Local youths are sharpening their baseball skills this season in the Clawson Coach Pitch League.
Coach-pitch baseball allows children to safely learn the basics of batting with adults doing the pitching.
On May 7, about 50 youngsters attended a special session at the Troy-based Oakland Batting Co. (OBC), one of many events and practices in which the children will participate.
The OBC offered pitching machines with slower speeds than typically found at some other batting facilities.
“The idea is to start kids off at a very early age, right out of the gate,” said Gerald Maliszewski, 38, director of Clawson Coach Pitch and one of its coaches. “I want to start when kids are young, getting the right instruction, improving what we have here and making the community feel good.”
Another coach, Jeff Gaglio, 36, said the coaches were also picking up tips from the facility’s owner, Bob Tepik, a longtime local coach.
“It gives us the opportunity to learn as coaches and to learn the same style," Gaglio said. "The kids know that no matter what coach you play for, you’re going to be taught the same way.”
“Our kids have all different skill levels,” Gaglio said. “The important thing is they learn to be part of a team.”
The introductory baseball program for ages 6-8 runs each spring through early summer, with practices twice a week and 12 games.

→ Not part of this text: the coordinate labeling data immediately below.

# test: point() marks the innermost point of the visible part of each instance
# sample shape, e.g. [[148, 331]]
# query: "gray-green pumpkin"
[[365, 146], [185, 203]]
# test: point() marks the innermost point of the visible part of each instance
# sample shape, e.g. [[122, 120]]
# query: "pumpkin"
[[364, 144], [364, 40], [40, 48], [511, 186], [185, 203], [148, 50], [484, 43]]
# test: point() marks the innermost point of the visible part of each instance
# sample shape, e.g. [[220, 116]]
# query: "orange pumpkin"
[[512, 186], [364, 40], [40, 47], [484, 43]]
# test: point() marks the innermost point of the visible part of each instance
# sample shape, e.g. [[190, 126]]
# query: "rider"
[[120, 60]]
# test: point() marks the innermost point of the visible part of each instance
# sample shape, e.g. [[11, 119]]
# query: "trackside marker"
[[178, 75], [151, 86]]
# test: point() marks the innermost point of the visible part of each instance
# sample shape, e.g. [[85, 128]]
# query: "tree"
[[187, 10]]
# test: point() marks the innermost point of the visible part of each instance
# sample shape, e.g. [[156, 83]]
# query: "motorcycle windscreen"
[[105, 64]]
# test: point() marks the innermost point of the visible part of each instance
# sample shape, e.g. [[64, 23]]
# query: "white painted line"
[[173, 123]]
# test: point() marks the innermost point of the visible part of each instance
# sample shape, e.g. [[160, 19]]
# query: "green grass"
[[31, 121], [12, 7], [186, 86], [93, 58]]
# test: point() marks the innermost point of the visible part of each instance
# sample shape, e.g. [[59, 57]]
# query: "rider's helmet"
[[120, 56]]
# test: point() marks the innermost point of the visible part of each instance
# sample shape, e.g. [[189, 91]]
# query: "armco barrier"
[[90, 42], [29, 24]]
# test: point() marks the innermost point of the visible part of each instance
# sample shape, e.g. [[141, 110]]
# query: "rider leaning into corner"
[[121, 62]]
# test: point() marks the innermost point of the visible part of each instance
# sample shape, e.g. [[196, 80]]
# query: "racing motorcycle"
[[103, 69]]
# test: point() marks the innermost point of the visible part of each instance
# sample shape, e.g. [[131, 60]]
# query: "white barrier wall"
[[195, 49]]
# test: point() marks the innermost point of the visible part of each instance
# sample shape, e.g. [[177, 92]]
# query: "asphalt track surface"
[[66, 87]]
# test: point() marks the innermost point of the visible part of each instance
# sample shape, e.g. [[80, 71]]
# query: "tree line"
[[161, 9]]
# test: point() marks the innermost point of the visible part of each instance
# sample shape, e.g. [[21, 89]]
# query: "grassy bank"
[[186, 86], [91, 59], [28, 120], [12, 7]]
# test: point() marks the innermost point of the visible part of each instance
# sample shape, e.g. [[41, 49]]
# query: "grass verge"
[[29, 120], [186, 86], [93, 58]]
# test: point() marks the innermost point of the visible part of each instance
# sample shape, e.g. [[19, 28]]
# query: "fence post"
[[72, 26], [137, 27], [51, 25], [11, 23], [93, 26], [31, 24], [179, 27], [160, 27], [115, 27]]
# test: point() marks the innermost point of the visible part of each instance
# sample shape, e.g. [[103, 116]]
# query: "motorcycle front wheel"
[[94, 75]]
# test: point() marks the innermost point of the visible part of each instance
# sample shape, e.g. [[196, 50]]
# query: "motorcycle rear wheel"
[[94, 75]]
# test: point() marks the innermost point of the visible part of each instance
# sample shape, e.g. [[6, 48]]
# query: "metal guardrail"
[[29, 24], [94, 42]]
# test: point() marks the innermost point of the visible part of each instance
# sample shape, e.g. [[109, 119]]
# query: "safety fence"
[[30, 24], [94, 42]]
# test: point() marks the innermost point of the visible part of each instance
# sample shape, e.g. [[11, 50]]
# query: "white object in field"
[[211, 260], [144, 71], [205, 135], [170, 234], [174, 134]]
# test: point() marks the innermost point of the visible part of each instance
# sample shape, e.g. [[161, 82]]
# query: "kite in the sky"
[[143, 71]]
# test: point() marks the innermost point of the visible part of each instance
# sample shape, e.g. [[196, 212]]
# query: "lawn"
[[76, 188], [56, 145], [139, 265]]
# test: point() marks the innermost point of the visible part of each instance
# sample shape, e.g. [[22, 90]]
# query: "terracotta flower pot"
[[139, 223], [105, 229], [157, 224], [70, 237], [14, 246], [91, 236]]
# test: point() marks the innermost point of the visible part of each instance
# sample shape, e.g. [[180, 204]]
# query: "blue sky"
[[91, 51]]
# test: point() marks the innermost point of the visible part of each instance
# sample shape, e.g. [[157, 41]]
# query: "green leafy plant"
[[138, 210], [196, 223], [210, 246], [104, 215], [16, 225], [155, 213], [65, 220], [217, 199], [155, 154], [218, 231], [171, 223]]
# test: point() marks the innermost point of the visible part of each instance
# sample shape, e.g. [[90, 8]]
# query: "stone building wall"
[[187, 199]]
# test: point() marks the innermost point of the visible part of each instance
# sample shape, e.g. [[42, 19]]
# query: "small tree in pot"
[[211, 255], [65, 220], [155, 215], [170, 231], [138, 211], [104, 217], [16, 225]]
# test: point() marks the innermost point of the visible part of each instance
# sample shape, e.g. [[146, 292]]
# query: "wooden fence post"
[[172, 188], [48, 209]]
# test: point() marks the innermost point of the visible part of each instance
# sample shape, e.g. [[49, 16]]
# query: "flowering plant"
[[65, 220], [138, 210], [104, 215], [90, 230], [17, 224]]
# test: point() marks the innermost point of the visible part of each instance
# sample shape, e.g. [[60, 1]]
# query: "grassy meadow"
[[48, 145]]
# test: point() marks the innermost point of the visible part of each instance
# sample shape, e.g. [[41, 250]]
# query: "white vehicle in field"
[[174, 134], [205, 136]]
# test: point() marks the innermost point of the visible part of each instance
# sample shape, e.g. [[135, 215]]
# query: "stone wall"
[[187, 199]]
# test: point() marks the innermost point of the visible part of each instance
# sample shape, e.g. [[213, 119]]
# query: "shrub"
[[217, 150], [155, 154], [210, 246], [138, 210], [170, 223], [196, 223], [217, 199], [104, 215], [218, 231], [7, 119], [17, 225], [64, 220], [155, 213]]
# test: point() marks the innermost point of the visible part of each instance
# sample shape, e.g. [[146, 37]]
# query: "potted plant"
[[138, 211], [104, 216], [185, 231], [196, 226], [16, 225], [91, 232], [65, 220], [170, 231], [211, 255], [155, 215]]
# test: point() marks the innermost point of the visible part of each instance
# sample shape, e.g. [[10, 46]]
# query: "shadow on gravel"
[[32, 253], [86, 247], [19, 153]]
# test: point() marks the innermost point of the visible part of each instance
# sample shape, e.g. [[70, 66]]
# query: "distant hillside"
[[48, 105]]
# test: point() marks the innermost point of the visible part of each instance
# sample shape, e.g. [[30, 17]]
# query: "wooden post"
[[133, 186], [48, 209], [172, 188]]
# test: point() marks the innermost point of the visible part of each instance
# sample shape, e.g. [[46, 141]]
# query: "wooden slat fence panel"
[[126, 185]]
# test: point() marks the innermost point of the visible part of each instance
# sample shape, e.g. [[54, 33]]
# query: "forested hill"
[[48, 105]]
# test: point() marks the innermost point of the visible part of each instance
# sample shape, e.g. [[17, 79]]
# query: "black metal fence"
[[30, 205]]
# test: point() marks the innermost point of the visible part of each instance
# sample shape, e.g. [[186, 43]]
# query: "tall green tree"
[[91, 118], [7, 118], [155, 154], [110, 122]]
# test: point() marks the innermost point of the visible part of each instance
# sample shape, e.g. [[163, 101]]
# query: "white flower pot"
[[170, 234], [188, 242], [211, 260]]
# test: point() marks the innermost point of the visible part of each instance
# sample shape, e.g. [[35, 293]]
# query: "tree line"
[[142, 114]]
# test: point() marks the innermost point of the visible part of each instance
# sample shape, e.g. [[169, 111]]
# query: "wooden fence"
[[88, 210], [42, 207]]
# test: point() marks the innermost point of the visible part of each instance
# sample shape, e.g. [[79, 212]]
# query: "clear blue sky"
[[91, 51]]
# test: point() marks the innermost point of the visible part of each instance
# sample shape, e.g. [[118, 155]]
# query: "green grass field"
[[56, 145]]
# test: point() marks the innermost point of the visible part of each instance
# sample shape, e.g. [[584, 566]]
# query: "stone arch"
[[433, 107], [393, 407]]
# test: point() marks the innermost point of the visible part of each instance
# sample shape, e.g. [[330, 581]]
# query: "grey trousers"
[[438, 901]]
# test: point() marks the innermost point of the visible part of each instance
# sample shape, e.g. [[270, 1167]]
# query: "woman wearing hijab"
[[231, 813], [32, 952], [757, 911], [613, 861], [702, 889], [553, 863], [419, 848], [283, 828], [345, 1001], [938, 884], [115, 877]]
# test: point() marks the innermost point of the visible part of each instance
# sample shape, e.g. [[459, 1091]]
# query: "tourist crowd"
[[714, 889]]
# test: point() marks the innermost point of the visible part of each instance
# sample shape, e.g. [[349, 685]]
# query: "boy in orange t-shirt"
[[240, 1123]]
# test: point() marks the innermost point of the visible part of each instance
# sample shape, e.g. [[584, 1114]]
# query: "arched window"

More than 60 children are signed up for the program this year, but Maliszewski said there is still room for more participants.
Maliszewski’s 8-year-old son has been part of the league for two years. Gaglio’s son is also involved.
Gaglio’s daughter Lea, a softball player, attended the May 7 session at OBC. “I learned how to hold the bat,” she said, “how my shoulders should be.”
of Clawson said her 6-year-old son “loves all sports. He’s getting his first taste of organized sports here.”
She said she’s impressed that the coach-pitch program attracts children from other towns as well, including Royal Oak.
Gaglio said his reward as a coach is “the full season – watching how the kids start at the beginning and how they develop, what they’re remembering.”